X.loc[4:10, 'ones'] = np.nan
X.loc[4:20, 'rand'] = np.nan
X.loc[40:45, ['linear', 'ones']] = np.nan
y.loc[23:25] = np.nan

Xy = pd.concat([X, y], axis=1)

msno.matrix(Xy)

image

In this small dataset it is easy to see what is going on, and how to treat your data, but in a larger dataset it is likely to be much more difficult to distinguish between which rows overlap and how to treat them. This is where fillingno would be useful:

from missingno import fillingno as flno

flno.matrix(Xy, key_cols=['sin_target'], col_thresh=0.7, row_thresh=0.4)

image

What's going on here?

Firstly, here is the colour coding: Color: Green - Data: Good.
Color: Blue - Data: Missing-Interpolated.
Color: Amber - Data: Removed-non-Causal. Note: not checked if missing.
Color: Red - Data: Removed-Causal.

That is to say, we recommend, with the given thresholds and key_columns, to remove all those in amber and red. The amber indicates clean values which are to be removed as a result of those in red. Red therefore are the missing values that reach the criteria to be removed. We then recommend interpolation or filling of those in blue (as they fail to meet the drop/removal criteria). Finally, the green is clean data.

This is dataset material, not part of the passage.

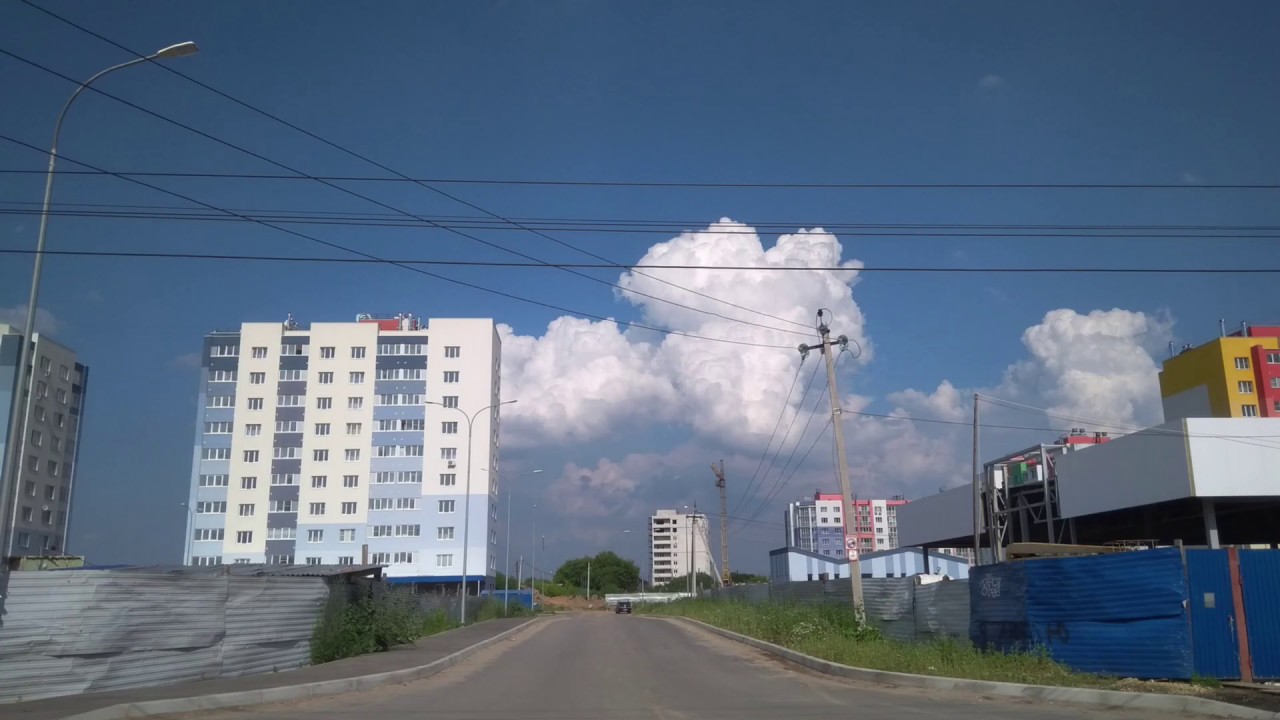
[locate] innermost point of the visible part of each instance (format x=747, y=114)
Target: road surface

Here is a more of a breakdown:

Step 1: Drop sin_target NaNs.

Xy_t = Xy.drop(Xy.index[Xy.sin_target.isna()])
msno.matrix(Xy_t)
# or...
flno.matrix(Xy, key_cols=['sin_target'])

image image

Step 2: Drop columns with threshold.

Xy_t = Xy.dropna(thresh=0.7 * len(Xy), axis=1)
msno.matrix(Xy_t)
# or ...
flno.matrix(Xy_t, col_thresh=0.7)

image image

Step 3: Drop rows with threshold.

Xy_t = Xy.dropna(thresh=0.4 * Xy.shape[1], axis=0)
msno.matrix(Xy_t)
# or ...
flno.matrix(Xy_t, row_thresh=0.4)

image image

Step 4: Colour other missing values in blue to indicate interpolation.

Xy_t = Xy.fillna(0)
msno.matrix(Xy_t)
# or ...
flno.matrix(Xy)

image image

Hopefully it is clear how this relatively simple extension can make your missing data much easier to understand and process.

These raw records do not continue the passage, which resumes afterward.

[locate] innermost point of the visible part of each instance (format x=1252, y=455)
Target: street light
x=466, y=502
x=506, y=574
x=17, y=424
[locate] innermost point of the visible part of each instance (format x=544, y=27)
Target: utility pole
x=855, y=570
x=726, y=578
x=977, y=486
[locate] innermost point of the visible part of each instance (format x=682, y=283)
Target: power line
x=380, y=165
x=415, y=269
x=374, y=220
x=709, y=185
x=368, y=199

The code structure might not be perfect, but it works well enough and I believe it is very readable. It also is written so that the functions should be easily used by other plotting packages other then matplotlib (e.g. Seaborn, Plotly-Dash, etc). If you have an suggestions on how to make it better, please say.

I have started adding tests and documentation for these functions.

I intend to extend this functionality to the other plotting types such as bar.

JoshuaC3 commented 3 years ago

https://github.com/JoshuaC3/missingno

ResidentMario commented 3 years ago

To be honest, I don't think most practical usages of missingno benefit from this level of interpretive complexity. Most of the time people want a yes/no to drive further exploration. The imputation then becomes user logic. Looks cool, though!